BankThink

A Lot of Compliance Doesn't Mean Good Compliance

Many bank CEOs have shared with me an uncertainty regarding the efficiency and effectiveness of their existing compliance program. This extends to the palpable pressure they feel to increase compliance resources. But they are not always sure those resources are worth the cost.

Without question, the regulatory, financial and reputational risk of noncompliance is always greater than the expense incurred in securing adherence to regulatory requirements. However, there is still a need for balance. A "compliance at all cost" mentality, which is the overarching attitude in many banks, results in overspending and overallocating valuable resources to meet both real and perceived compliance standards.
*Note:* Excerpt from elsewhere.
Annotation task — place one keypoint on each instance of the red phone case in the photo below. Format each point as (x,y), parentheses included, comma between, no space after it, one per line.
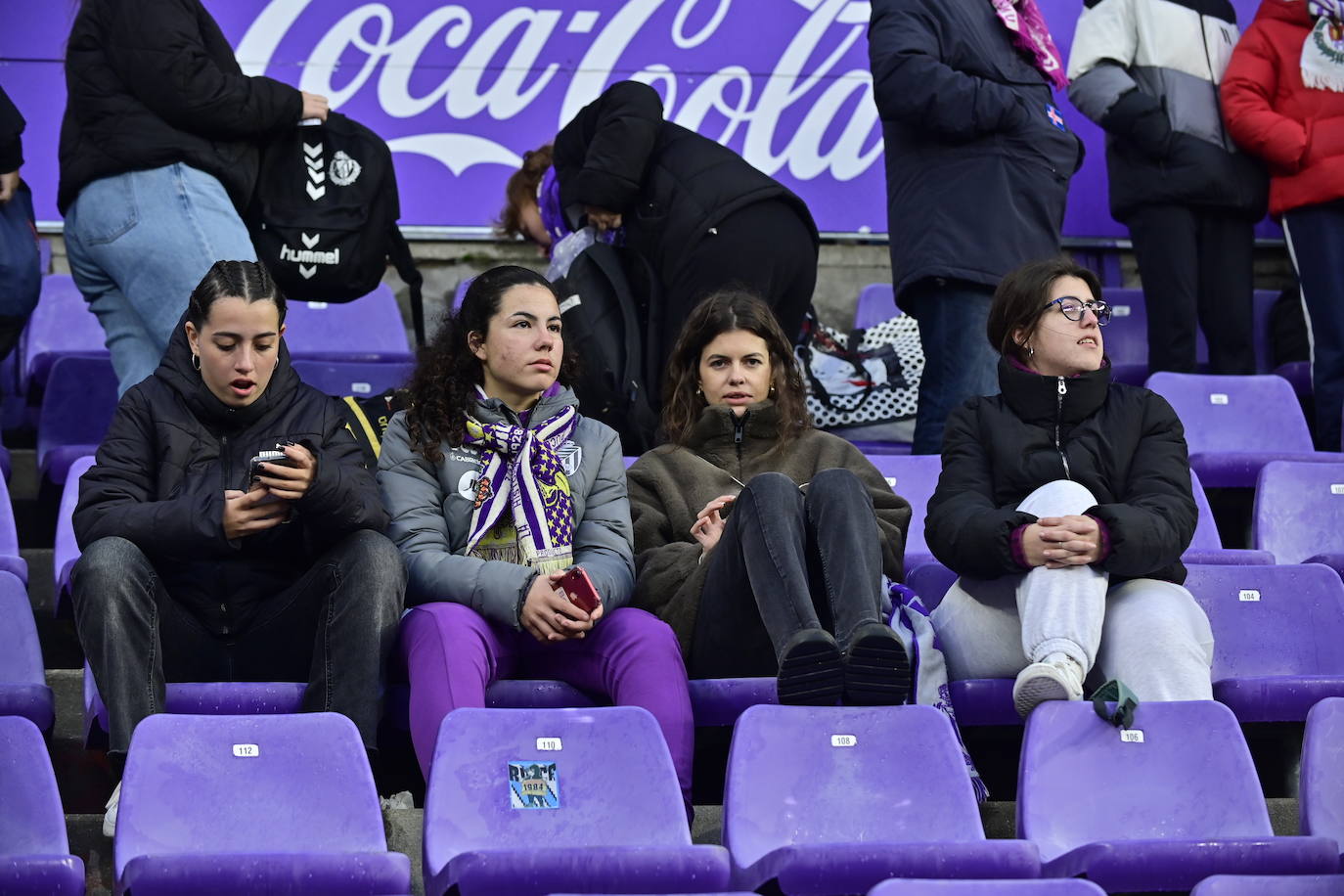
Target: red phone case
(579,590)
After the financial crisis, I noticed that most banks' compliance costs increased by nearly 50%, without appreciable growth in core loans or deposits. While taking such extreme measures was understandable post-crisis, it doesn't make the same sense today. Regardless of size, community banks simply cannot afford to increase compliance spending even 10% to 15% a year, which is an actual spending goal for some banks. This is an alarming trend.

Overcompliance is undoubtedly hurting customer service, culture and the bottom line in banks of all sizes throughout the country.

There are three key drivers that separate the most efficient compliance performers from the rest: strong culture, bankwide accountability for results and continuous measurement of performance. But assessing the performance of these drivers — particularly a bank's compliance culture, which is difficult to change — is often more art than science.

Using a simple gauge to determine an organization's general attitude toward compliance is what I recommend as a first step to those executives seeking to understand their bank's compliance efficiency. Executives should determine, of the following pairs of statements, which are more likely to be heard among their staff:

"Risk management is at the heart of what we do because we are risk managers," or "Compliance is an overbearing waste of time and money."

"Compliance is a valued member of the new product design team," or "Did anyone run this by compliance?"

Those banks that cultivate positive beliefs and attitudes toward compliance will realize more efficient and effective results, as evidenced by fewer customer complaints, disputes, regulatory infractions, internal and external disciplinary actions, as well as less regulatory scrutiny. It is always wise for executives to remember that the attitude toward compliance expressed at the top quickly reverberates throughout an entire organization.

I define accountability as, "The buck stops here." When working with banks, I commonly hear line-of-business employees respond to questions about their compliance role with, "Compliance, I don't do compliance. That is so-and-so's job." This type of response and general attitude is a true indicator of a lacking cohesive culture and lacking accountability for results, which can be the downfall of any banking organization if not proactively addressed.

Community banks that hold the first line of defense — business line employees — accountable for compliance tend to have a lower holistic compliance cost. This is not to imply that all staff must be compliance experts, but every individual must be accountable for executing his/her job function with the applicable regulatory knowledge. As an example, employees reporting customer information to a credit bureau are accountable for ensuring the information complies with all the data furnisher requirements of the Fair Credit Reporting Act.

A bank will also achieve efficiency in its compliance program by measuring the progress of both the institution and individuals in meeting the bank's compliance goals. Unfortunately, it is not the status quo for community banks to track or report on the workload of the compliance function, and this must change for those truly interested in improving efficiency. Macro- and micro-level metrics are undoubtedly an invaluable tool for banks seeking performance improvement. Macro-level metrics provide a big-picture view of a bank's efficiency, while micro metrics are utilized to manage performance of functions, processes and units of activity.

Banks with up-to-date reviews of their back-office processes and technology systems can use data to actively monitor the compliance culture, accountability and compliance metrics on a continual basis. They will benefit from a more efficient and effective risk-based compliance model, which meets the truly worthwhile compliance standards, not the perceived ones. One hundred percent compliance should be a bank's goal. But 150% compliance is wholly unnecessary and extremely draining of a bank's resources.

L. T. "Tom" Hall is president and CEO of Resurgent Performance, a bank performance advisory firm.